Watching performance on a DHCP Server

Wed Feb 13 06:13:10 UTC 2008

On Fri, 2008-02-08 at 17:44 -0600, Blake Hudson wrote:
> -------- Original Message  --------
> Subject: Re: Watching performance on a DHCP Server
> From: David W. Hankins <David_Hankins at isc.org>
> To: dhcp-users at isc.org
> Date: Friday, February 08, 2008 4:53:15 PM
> > On Fri, Feb 08, 2008 at 03:27:23PM -0600, Blake Hudson wrote:
> >   
> > > Seems like it would make sense that this I/O could be non-blocking.... 
> > >     
> > 
> > That's just it, we feel it can't be, or else you run the risk of
> > duplicate allocations on a restart.  The simple way of saying it is
> > the database isn't consistent.

There is another solution:

For each address pool, create an in-memory list of e.g., 20 free
addresses.  Create a "pre-commit" log entry with these addresses. The
next 20 requests get served from this smaller pool, without commit to
disk - except if there is a timeout. When all 20 have been given out (or
on timeout) commit the leases to disk, and pre-commit a new list of 20
free addresses.  The timeout may well be the one in the o.s.
buffercache, i.e., no coding in the server (on suitable platforms).

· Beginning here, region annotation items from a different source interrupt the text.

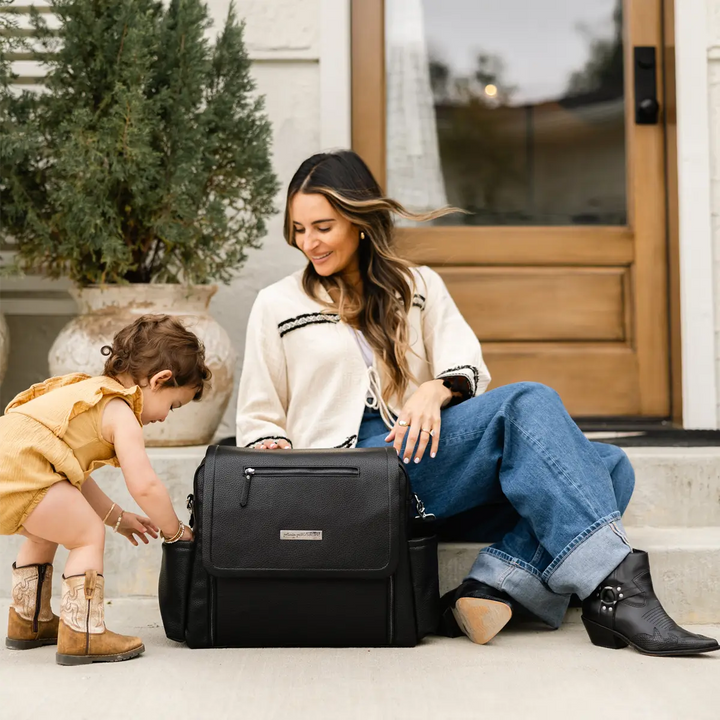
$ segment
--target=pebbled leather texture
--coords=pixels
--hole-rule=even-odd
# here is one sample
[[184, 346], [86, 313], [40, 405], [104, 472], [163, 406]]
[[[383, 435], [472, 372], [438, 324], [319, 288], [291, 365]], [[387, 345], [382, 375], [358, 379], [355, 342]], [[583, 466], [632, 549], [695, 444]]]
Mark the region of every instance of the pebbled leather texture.
[[[194, 541], [163, 547], [170, 639], [412, 646], [437, 625], [437, 541], [410, 543], [407, 475], [392, 448], [211, 446], [194, 490]], [[322, 530], [323, 539], [281, 540], [281, 530]]]
[[713, 638], [680, 627], [653, 589], [647, 553], [634, 550], [583, 601], [583, 623], [595, 645], [628, 644], [647, 655], [693, 655], [720, 649]]
[[409, 549], [417, 630], [424, 637], [436, 633], [440, 621], [437, 536], [414, 538]]
[[185, 640], [190, 576], [195, 543], [180, 540], [162, 544], [162, 564], [158, 580], [158, 602], [166, 635], [177, 642]]
[[[211, 575], [379, 578], [395, 571], [404, 473], [392, 449], [215, 446], [206, 465], [203, 562]], [[322, 539], [284, 540], [283, 531]]]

When the server terminates normally, add a "close" record. Upon reboot,
rebuild memory and the state of the pool. If there is no close record,
assume there was a crash. It is not known if the addresses in the latest
pre-commit entry have been given out, so the server creates dummy leases
with these addresses, as a way of marking them not available.

This does not work well with many small pools. If pools are too small,
the pre-commit lists must be smaller. Is that a problem? 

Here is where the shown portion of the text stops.